朝から強烈な王手飛車を決められたとしたら、眠気も一撃で吹き飛ぶことだろう。5月17日に行われた叡王戦本戦トーナメント1回戦で、藤井聡太王位・棋聖(18)と行方尚史九段(47)が対戦。藤井王位・棋聖が快勝を収めたが、この一局では朝からうっかりすると王手飛車が決まるような筋があった。これに中継番組で聞き手を務めていた女流棋士も、思わず「いたーい!」「今、ホントに目が覚めました」と驚いた。

【動画】女流棋士も「目が覚めた」王手飛車

 この対局を放送していたABEMAで、朝から出演していたのが解説の高見泰地七段(27)と聞き手の飯野愛女流初段(34)。局面はまだ序盤ながら、高見七段には、対応を間違えると「朝で対局が終わる」と言えるほど、強烈な筋が見えていた。持ち時間3時間の対局で、まだ開始から30分足らずといった場面。高見七段が「これにも痛そうな手がありますね。ジャンプです」とヒントを出したが、飯野女流初段は「ジャンプ?」とぽかん。高見七段が「跳べば大丈夫です。跳んでみてください」と重ねると、飯野女流初段はまだわからないながら桂馬を持って「え?ジャンプできる?ジャンプ…?」と駒を動かそうとした。すると、途中で気がついたのか「あ、ジャンプ!いたーい!」。さらに「遅い!」と、その筋を理解するのに時間がかかった自分に対して笑い出した。

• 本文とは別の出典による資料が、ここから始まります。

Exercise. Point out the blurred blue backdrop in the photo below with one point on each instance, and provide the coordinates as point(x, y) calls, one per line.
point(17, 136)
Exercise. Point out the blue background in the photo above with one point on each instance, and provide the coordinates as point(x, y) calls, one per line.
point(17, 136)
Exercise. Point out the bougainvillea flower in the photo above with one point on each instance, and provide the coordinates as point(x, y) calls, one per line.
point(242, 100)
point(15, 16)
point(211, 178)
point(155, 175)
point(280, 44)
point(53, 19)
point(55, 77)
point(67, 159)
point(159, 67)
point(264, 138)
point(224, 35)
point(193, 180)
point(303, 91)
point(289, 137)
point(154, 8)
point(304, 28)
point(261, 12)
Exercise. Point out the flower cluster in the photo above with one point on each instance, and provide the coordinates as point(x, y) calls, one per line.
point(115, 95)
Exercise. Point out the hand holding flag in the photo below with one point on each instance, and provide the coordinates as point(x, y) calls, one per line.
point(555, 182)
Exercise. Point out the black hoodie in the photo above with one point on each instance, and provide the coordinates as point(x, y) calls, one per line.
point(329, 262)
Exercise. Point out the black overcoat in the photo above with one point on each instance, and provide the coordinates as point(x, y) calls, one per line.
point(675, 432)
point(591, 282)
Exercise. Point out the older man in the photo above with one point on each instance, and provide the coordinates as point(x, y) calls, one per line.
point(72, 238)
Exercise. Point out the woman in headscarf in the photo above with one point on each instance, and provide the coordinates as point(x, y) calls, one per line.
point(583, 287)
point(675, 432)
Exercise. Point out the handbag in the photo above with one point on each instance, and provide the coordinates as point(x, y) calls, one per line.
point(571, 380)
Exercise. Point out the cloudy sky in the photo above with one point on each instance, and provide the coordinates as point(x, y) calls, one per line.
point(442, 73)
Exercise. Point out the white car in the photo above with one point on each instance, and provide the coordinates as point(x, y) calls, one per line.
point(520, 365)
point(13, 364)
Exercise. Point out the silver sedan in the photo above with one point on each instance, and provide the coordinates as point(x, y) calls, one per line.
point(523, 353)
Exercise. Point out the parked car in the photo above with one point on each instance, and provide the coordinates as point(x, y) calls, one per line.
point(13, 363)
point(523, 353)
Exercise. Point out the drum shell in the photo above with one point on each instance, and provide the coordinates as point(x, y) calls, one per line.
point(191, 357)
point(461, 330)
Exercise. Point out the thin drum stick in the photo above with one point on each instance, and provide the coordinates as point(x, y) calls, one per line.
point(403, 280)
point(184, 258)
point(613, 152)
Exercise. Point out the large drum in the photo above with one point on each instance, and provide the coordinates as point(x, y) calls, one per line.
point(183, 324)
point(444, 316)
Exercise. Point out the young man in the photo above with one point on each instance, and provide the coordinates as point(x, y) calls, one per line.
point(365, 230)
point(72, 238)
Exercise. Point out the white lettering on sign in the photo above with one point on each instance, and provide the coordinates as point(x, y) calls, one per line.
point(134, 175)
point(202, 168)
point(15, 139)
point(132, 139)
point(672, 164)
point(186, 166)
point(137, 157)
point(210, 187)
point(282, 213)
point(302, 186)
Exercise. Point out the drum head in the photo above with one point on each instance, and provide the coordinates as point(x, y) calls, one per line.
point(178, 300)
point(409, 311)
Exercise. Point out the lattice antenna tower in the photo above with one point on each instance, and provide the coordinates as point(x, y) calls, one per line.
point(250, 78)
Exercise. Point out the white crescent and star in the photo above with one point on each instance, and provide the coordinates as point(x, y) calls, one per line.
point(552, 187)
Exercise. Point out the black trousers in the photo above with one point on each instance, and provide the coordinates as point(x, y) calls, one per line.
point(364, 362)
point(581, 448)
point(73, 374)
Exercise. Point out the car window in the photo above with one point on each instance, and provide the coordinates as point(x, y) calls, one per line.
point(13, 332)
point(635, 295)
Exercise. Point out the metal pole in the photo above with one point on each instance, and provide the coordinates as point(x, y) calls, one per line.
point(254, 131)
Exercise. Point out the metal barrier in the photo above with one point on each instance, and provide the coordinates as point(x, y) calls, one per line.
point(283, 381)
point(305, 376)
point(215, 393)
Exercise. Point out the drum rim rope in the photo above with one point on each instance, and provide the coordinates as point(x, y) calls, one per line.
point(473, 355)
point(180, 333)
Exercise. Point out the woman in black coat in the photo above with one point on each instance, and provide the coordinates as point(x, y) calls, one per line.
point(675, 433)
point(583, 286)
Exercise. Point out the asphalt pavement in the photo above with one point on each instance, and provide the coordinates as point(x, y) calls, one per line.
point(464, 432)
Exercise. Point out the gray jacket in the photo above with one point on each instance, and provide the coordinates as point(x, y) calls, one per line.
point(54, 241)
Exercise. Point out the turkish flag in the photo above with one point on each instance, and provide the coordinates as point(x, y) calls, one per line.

 高見七段が解説したのは、藤井王位・棋聖がうまく桂馬を跳ねた時に生じる王手飛車の筋。桂馬を放置するとたちまち行方玉が窮地に陥るが、歩先に跳ねてきた桂馬をそのまま取ってしまうと、角交換から流れるように回避不能の大技が決まるというものだった。

 高見七段が「いやいや、大丈夫です。まだ朝なんで眠いかな。趣味、寝ることですもんね」と、フォローといじりが混ざったようなコメントで笑いを取ると、飯野女流初段も「今、ホントに目が覚めました。激痛だぁ!すっごい気持ちいい手順ですね」と、すっきりしたような表情を見せていた。

 一連のやりとりでは、飯野女流初段のかわいらしい様子が際立ったようで、視聴者からは「いたーいw」「愛ちゃんおはよう」「愛ちゃんかわいすぎる」といったコメントも多く寄せられていた。